There is some potential for confusion here, because there is a many-to-many relationship between the IBM brands and the underlying technologies. So the technological footprint of "Rational" within IBM Software is not quite the same as the product marketing footprint. WBI Modeller remains outside the Rational brand. So I think we have to regard the Business-Development-Operations picture as a framework for the whole of IBM Software, not just Rational.

From this perspective, I think IBM have most of the components for a really good solution to IT Governance, but (as I am sure they will acknowedge) they haven't quite joined up the pieces yet.

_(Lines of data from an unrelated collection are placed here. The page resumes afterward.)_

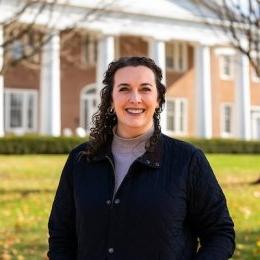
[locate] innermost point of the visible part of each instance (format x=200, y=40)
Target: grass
x=28, y=184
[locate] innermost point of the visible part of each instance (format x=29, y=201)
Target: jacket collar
x=150, y=159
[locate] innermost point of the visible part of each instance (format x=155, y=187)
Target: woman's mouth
x=135, y=111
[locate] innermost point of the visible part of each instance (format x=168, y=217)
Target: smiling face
x=134, y=99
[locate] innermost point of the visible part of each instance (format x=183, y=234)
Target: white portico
x=173, y=22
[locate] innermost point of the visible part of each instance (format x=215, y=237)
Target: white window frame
x=224, y=133
x=176, y=56
x=222, y=65
x=254, y=77
x=92, y=60
x=255, y=115
x=177, y=116
x=83, y=96
x=24, y=128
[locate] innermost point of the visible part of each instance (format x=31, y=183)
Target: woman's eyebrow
x=123, y=85
x=146, y=83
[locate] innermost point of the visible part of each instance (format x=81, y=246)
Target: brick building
x=211, y=89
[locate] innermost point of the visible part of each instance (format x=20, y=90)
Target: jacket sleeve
x=209, y=214
x=62, y=230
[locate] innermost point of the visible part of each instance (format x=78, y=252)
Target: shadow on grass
x=247, y=245
x=26, y=192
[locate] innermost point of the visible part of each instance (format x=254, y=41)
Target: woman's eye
x=123, y=89
x=146, y=89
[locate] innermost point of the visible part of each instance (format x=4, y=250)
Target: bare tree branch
x=240, y=21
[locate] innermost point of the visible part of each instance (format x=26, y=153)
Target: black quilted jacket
x=169, y=203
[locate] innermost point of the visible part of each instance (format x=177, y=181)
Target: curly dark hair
x=103, y=120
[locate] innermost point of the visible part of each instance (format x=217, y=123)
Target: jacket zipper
x=114, y=172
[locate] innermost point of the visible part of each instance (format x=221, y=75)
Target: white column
x=242, y=97
x=1, y=82
x=203, y=91
x=106, y=54
x=157, y=53
x=50, y=87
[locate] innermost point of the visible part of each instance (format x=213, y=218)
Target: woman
x=132, y=193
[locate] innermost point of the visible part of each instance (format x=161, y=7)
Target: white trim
x=254, y=77
x=1, y=82
x=223, y=133
x=255, y=115
x=225, y=51
x=117, y=47
x=176, y=56
x=85, y=96
x=202, y=59
x=224, y=76
x=177, y=116
x=24, y=128
x=92, y=48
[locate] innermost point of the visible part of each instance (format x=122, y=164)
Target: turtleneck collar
x=130, y=145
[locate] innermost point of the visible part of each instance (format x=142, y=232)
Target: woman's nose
x=135, y=97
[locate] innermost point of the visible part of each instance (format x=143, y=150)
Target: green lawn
x=28, y=183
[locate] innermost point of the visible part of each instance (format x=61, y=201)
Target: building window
x=17, y=50
x=226, y=67
x=89, y=49
x=176, y=112
x=176, y=56
x=255, y=77
x=226, y=120
x=88, y=106
x=20, y=111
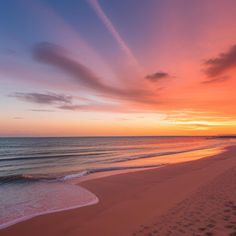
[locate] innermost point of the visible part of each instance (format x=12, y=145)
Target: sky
x=101, y=67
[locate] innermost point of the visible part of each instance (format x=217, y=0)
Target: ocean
x=36, y=173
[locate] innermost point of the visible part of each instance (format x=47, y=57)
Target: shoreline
x=102, y=187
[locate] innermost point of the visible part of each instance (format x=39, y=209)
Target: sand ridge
x=210, y=211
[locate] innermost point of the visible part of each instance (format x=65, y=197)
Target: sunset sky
x=133, y=67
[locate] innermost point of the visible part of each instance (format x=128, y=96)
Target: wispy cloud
x=43, y=98
x=60, y=58
x=218, y=66
x=107, y=22
x=158, y=76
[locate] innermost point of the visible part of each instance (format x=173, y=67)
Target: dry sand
x=192, y=198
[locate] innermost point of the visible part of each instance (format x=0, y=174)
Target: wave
x=67, y=176
x=51, y=156
x=23, y=178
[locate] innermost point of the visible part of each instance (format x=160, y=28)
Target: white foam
x=24, y=201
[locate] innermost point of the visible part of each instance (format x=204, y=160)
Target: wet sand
x=191, y=198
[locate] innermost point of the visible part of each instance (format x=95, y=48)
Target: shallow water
x=36, y=173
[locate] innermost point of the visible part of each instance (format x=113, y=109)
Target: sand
x=192, y=198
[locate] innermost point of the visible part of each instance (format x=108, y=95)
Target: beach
x=191, y=198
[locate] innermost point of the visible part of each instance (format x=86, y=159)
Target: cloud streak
x=57, y=56
x=157, y=76
x=106, y=21
x=43, y=98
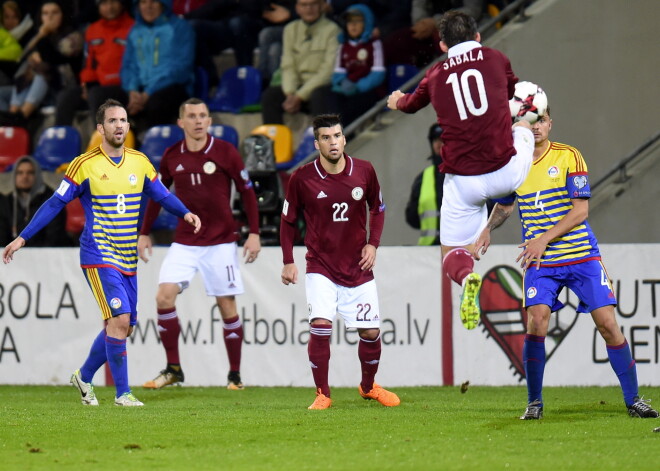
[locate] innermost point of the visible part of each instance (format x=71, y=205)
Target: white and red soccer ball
x=529, y=102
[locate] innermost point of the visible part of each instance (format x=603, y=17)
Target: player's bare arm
x=145, y=249
x=251, y=248
x=500, y=213
x=194, y=221
x=290, y=274
x=393, y=99
x=12, y=247
x=368, y=260
x=533, y=249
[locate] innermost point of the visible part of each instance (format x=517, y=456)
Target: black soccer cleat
x=534, y=411
x=640, y=408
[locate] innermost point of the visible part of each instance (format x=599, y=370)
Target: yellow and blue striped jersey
x=110, y=194
x=558, y=176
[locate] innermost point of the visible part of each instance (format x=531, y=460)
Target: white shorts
x=218, y=265
x=357, y=306
x=463, y=213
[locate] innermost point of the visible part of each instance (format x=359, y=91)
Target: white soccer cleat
x=87, y=395
x=128, y=400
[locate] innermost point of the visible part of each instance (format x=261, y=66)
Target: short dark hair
x=109, y=103
x=191, y=101
x=456, y=27
x=325, y=121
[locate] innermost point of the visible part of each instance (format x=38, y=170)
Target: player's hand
x=12, y=247
x=393, y=99
x=193, y=220
x=482, y=244
x=251, y=248
x=532, y=252
x=290, y=274
x=144, y=248
x=368, y=260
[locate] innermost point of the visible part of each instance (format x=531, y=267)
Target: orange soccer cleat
x=321, y=402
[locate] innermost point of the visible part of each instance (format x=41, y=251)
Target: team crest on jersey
x=209, y=168
x=580, y=181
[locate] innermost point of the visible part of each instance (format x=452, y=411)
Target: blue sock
x=116, y=351
x=624, y=366
x=534, y=360
x=97, y=356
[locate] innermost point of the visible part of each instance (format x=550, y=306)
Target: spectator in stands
x=20, y=26
x=17, y=207
x=157, y=69
x=359, y=67
x=51, y=59
x=276, y=16
x=10, y=53
x=224, y=24
x=423, y=208
x=420, y=44
x=105, y=41
x=309, y=49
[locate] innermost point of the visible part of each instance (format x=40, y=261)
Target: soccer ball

Service-Oriented Architecture

I guess this is what I'm really here for. There was a great talk on "SOA for Mere Mortals" this afternoon, followed by a useful Birds-of-a-Feather (BoF) session.

The BoF session included some input from an IBM customer in the banking industry that had implemented many hundreds of services. We discussed how SOA could be justified from a business perspective. There was some agreement that you had to reach a reasonable level of complexity before the advantages of SOA over previous technologies became apparent. This led to the suggestion that you had to have a reasonable level of maturity before you could manage this level of complexity.

The level of granularity is then a trade-off between a desire for flexibility (which is part of the justification for SOA) and the need to contain complexity. This is a design judgement made in a particular context, which includes such considerations as the skillset of the target consumer of the service.

User recommendation: define templates as to how you are going to define services. (There is a RAS profile for web service definitions, but this organization defined its own template.)